Hi Winnie
One of the message brokers is in downtime and there is a known issue with SAM Nagios that failover doesn't work with message broker. Message from SAM Nagios team
"Problem is related to the fact that WN probe picks random MSG from BDII.
If it pick the one in downtime it hungs until the job is aborted. This is a known issue as this component does not implement failover."

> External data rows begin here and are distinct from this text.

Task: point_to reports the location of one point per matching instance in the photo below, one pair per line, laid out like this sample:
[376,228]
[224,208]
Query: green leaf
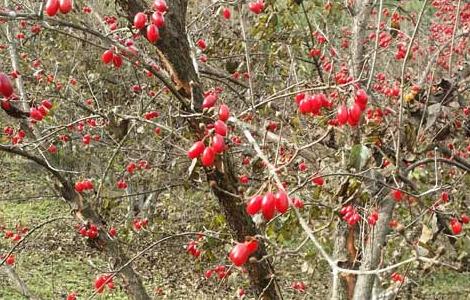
[360,154]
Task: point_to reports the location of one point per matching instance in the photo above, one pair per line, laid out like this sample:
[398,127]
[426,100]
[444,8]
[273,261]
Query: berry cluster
[350,215]
[241,252]
[268,204]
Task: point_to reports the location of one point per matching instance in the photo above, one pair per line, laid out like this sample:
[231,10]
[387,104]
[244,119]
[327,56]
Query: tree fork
[175,53]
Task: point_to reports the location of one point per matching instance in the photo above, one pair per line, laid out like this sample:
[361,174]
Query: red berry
[268,206]
[304,106]
[256,7]
[361,99]
[65,6]
[226,13]
[224,113]
[117,61]
[10,260]
[298,203]
[160,5]
[196,149]
[153,34]
[318,181]
[396,195]
[52,149]
[456,226]
[107,56]
[52,7]
[46,103]
[201,43]
[112,232]
[465,219]
[251,246]
[140,19]
[342,115]
[239,254]
[71,296]
[220,127]
[209,101]
[445,197]
[6,88]
[282,202]
[254,205]
[158,19]
[354,115]
[208,157]
[218,143]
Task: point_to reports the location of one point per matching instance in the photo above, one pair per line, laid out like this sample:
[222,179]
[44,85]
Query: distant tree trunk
[175,53]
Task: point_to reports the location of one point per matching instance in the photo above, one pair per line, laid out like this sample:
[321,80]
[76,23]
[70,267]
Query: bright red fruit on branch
[208,157]
[396,195]
[153,34]
[456,226]
[256,7]
[52,7]
[6,88]
[226,13]
[254,205]
[342,115]
[196,150]
[10,260]
[218,143]
[65,6]
[268,206]
[140,19]
[71,296]
[224,113]
[209,101]
[158,19]
[239,254]
[282,202]
[220,128]
[160,5]
[107,56]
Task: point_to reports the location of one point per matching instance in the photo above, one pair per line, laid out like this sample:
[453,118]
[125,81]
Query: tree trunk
[175,53]
[373,250]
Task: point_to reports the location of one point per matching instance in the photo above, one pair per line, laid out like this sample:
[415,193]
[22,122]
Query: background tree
[330,134]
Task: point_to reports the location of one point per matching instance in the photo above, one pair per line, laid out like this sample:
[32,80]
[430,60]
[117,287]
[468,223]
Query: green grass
[49,264]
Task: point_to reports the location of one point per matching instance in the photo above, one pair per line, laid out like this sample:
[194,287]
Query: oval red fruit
[6,88]
[208,157]
[218,143]
[140,19]
[268,206]
[153,34]
[220,128]
[342,115]
[209,101]
[158,19]
[65,6]
[254,205]
[251,246]
[224,113]
[117,61]
[196,149]
[160,5]
[282,202]
[239,254]
[52,7]
[354,115]
[107,56]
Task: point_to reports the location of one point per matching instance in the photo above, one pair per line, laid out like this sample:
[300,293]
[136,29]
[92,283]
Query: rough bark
[175,53]
[373,250]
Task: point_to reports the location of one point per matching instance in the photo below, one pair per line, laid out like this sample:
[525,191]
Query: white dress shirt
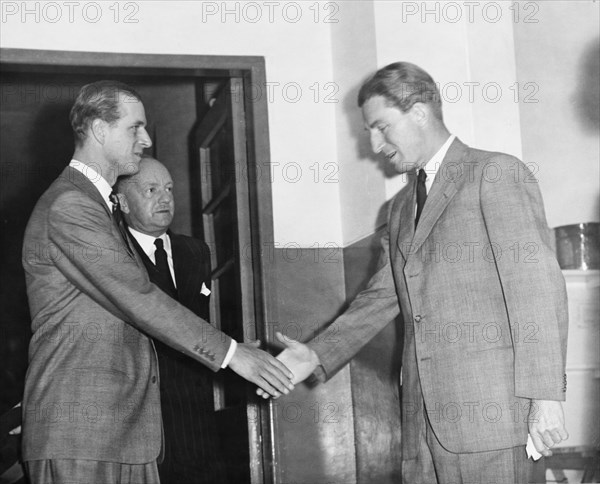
[147,244]
[433,165]
[99,182]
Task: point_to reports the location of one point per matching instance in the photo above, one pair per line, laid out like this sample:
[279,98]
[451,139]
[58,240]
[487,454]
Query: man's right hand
[298,357]
[260,368]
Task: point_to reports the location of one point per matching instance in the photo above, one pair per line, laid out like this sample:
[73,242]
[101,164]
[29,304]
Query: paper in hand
[531,450]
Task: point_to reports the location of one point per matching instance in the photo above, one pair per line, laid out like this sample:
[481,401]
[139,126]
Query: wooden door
[222,217]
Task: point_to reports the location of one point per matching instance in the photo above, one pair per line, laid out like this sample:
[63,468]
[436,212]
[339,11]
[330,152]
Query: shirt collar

There was a temporary workaround but it didn't work for us. I have removed some old jobs manually. The sites are not penalized if there is infrastructure issue across all NGI's. The downtime of message broker will end today at 3PM.
Cheers
Kashif
> -----Original Message-----
> From: Testbed Support for GridPP member institutes [mailto:TB-
> [log in to unmask]] On Behalf Of Winnie Lacesso
> Sent: 25 January 2016 08:41
> To: [log in to unmask]
> Subject: All weekend :( Re: CREAM-CEs, "No handlers could be found for
> logger "stomp.py""
>
> This is still happening to what look like all UK CREAM-CEs, all weekend =
> FAIL*; opssgm jobs are hanging with error
>
> > --bdii-uri lcgbdii.gridpp.rl.ac.uk:2170 No handlers could be found for
> > logger "stomp.py"
>
> then they hit the jobslot walltime limit, after using zero CPU time
>
> Resource_List.cput=00:20:00 Resource_List.neednodes=1
> Resource_List.nodect=1
> Resource_List.nodes=1 Resource_List.walltime=00:30:00
>
> and fail.
>
> Could someone *please* go stomp on the snoozing handlers, please, &
> wake them up..?
>
>
> * so it better not be a site has to "explain" the 3 days of site FAIL ops tests!
|